Het is jammer dat Jaspers en Van Hal het eerdere boek van Landsbergen niet noemen in hun leessuggesties. De boeken complementeren elkaar, je moet ze eigenlijk allebei hebben: Landsbergen voor het feest, en Jaspers en Van Hal voor het mooie verhaal.
Martijn Jaspers en Toon Van Hal. Van huisje tot hashtag, van ossenkop tot apenstaart. Een geschiedenis van het alfabet. Garant, 2023. Bestelinformatie bij de uitgever.
Jona Lendering zegt
Ik weet niet of de opmerking dat het alfabet is terug te voeren op de Feniciërs, afkomstig is van Marc van Oostendorp of van Jaspers en Van Hal, maar in elk geval liggen de wortels van het alfabet niet in de Levant. De oudste Levantijnse alfabetische teksten, nog geschreven in spijkerschrift, zijn afkomstig uit de havenstad Ugarit, dateert uit de veertiende eeuw v.Chr. en ligt momenteel in het museum in Damascus.
https://en.wikipedia.org/wiki/Ugaritic_alphabet
In 1904-1905 ontdekte Sir William Flinders Petrie, de grondlegger van de wetenschappelijke egyptologie, in de Sinaïwoestijn alfabetische teksten die enkele eeuwen ouder waren dan de tabletten uit Ugarit.
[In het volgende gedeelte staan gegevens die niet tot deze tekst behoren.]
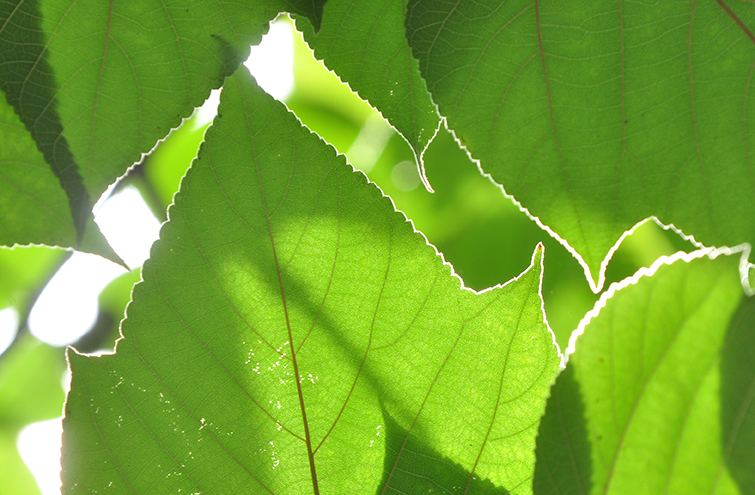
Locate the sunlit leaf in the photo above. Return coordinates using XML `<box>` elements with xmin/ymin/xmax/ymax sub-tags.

In 1998 vond de Amerikaanse egyptoloog John Darnell in de Egyptische Wadi el-Hol nog oudere tekens, die daar rond 1900 v.Chr. zouden zijn aangebracht, vermoedelijk door West-Semitische arbeiders.
https://en.wikipedia.org/wiki/Proto-Sinaitic_script
Uit Israël en Syrië zijn inscripties bekend uit de eeuwen tussen enerzijds de Egyptische en anderzijds de Levantijnse alfabetten.
https://mainzerbeobachter.com/2020/05/24/nieuwe-oude-alfabetten/
Ik heb rond 1995 op de Italiaanse televisie archeologen horen praten over een inscriptie op Sicilië die ouder zou zijn dan de Griekse alfabetten en die zou bewijzen dat de Etrusken het alfabet eerder uit de Levant hadden overgenomen dan de Grieken. De Etrusken zouden dan, zoals Van Oostendorp het formuleert, de uitvinders van de klinkers zijn. Ik heb daar nooit meer over gehoord en ik vermoed dat we te maken hebben met de overdrijving die bij oudheidkundigen doorgaat voor voorlichting. Ik wijs er wel op dat koolstofdateringen duidelijk maken dat de stadsvorming in Italië veel vroeger heeft plaatsgevonden dan we rond 2000 nog dachten, en dat het proces zich gelijktijdig en mogelijk zelfs eerder voltrok dan in Griekenland.
Martijn Jaspers zegt
Beste Jona Lendering,
Bedankt voor de reactie. Uiteraard staan we in het boek een geruime tijd stil bij de zaken die u hierboven aanhaalt (Sinaïwoestijn, Petrie, inscripties uit Israël-Palestina, etc.). De recensie van van Oostendorp focust op slechts enkele van de vele onderdelen van het boek. Hartelijke dank voor de verduidelijking!